The end result of that hodgepodge of styles and cinematic influences is an enthralling film which keeps the viewer hooked from start to finish.”
4. Saint Maud
“Rose Glass’ psychological thriller plummets the audience into the morose and obsessive mindscape of a young, seemingly good-natured nurse as she comes to care for a dying patient. With a redemptive mindset, Maud seeks not only to ease the woman’s suffering body but to care for her ailing spirit. Full of ritualised obsession, Morfydd Clark’s performance of Maud is unsettling, yet it conjures grounded insecurities, and dare we say, even recognition.
Glass’ unwillingness to sully the film with cheap novelty, instead ingraining its twisting gnarled roots in a religious sub-text, makes for a visually exquisite embrace of eroticised religion and a near-ideal eighty-minute horror classic.
3. Uncut Gems
“The latest offering from the brothers Josh and Benny Safdie, unequivocally proves that every now and then, a diamond can be plucked from even the murkiest of depths. [Adam Sandler] gives a career-defining performance as Howard Ratner, a jeweller in Manhattan’s Diamond District with a severe gambling addiction, who is closing in on the deal of a lifetime while his adversaries simultaneously close in around him.
What unfolds is a rapid affair that is at once chaotic and thoroughly gripping, with the audience unable to look away from the screen for a second.”
“A full-throated, strange tale. [Robert] Eggers locates his two characters Ephraim Winslow (Robert Pattinson) and Thomas Wake (Willem Dafoe) in a lighthouse off the Maine coast, a century and more ago. The film tells of their four weeks together in this remote, inhospitable place. It is fair to say, things do not go smoothly.
Mark Korven’s relentless, menacing music complements the enervating diegetic sounds of Winslow’s ceaseless physical labour. Jarin Blaschke’s cinematography adds crazy Expressionist angles and extreme close-ups. The filmmakers hurl us far into Winslow’s tormented mind amidst the heedless rants of the deranged Wake. Just like their dilapidated, blasted accommodation, the two groan, shake, and howl, as they fall apart. ”
“It’s difficult to say too much about Parasite without spoiling an experience that will only be heightened by the coldest of viewings.

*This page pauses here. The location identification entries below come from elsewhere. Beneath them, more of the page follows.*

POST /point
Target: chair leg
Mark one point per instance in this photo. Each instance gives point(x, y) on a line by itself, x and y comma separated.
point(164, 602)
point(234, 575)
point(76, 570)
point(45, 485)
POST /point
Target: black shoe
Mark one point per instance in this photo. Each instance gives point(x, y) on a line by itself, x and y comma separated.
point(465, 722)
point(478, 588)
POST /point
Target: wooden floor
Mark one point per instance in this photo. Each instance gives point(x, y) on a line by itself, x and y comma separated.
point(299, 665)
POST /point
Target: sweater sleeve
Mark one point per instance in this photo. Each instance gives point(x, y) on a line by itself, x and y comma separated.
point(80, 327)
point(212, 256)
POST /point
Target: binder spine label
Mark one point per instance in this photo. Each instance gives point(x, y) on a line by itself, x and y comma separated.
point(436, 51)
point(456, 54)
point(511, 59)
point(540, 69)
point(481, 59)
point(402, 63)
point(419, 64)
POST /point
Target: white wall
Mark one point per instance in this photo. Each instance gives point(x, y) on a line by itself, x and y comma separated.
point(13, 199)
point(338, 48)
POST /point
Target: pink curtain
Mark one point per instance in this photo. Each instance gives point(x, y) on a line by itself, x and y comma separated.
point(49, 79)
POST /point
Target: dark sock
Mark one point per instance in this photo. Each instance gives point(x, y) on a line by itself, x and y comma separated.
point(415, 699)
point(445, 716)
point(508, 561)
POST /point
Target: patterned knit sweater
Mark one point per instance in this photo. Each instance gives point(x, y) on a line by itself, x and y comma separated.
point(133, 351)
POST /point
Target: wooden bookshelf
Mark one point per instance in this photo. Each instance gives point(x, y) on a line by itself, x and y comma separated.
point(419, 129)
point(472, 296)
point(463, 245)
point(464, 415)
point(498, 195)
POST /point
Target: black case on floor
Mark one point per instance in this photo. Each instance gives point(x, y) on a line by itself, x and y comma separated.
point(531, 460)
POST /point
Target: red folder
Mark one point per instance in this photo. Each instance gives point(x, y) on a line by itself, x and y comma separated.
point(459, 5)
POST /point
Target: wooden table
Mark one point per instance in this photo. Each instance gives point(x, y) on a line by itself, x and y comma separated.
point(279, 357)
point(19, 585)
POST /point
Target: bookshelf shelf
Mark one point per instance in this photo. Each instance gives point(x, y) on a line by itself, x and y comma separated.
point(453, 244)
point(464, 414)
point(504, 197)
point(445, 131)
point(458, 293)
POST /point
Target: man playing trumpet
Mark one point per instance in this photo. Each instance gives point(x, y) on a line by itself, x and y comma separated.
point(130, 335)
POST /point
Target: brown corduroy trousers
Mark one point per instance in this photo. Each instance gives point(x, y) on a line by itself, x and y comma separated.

Safe to say, Bong [Joon-ho] pulls every string with the most dextrous skill and subversive eye.
Like [other] recent films dealing with the collision between society’s haves and have-nots, Parasite is thought-provoking, but has its sights firmly set primarily on being entertaining. And it is. Phenomenally so. In its ambiguity, and its playfully cruel delight in wrong-footing the viewer it’s in a class of its own. There are elements of farce, drama, and Shakespearean tragedy all thrown in. That it works at all is unlikely. That it glides along with the ease and velocity of a champion speed skater is staggering.”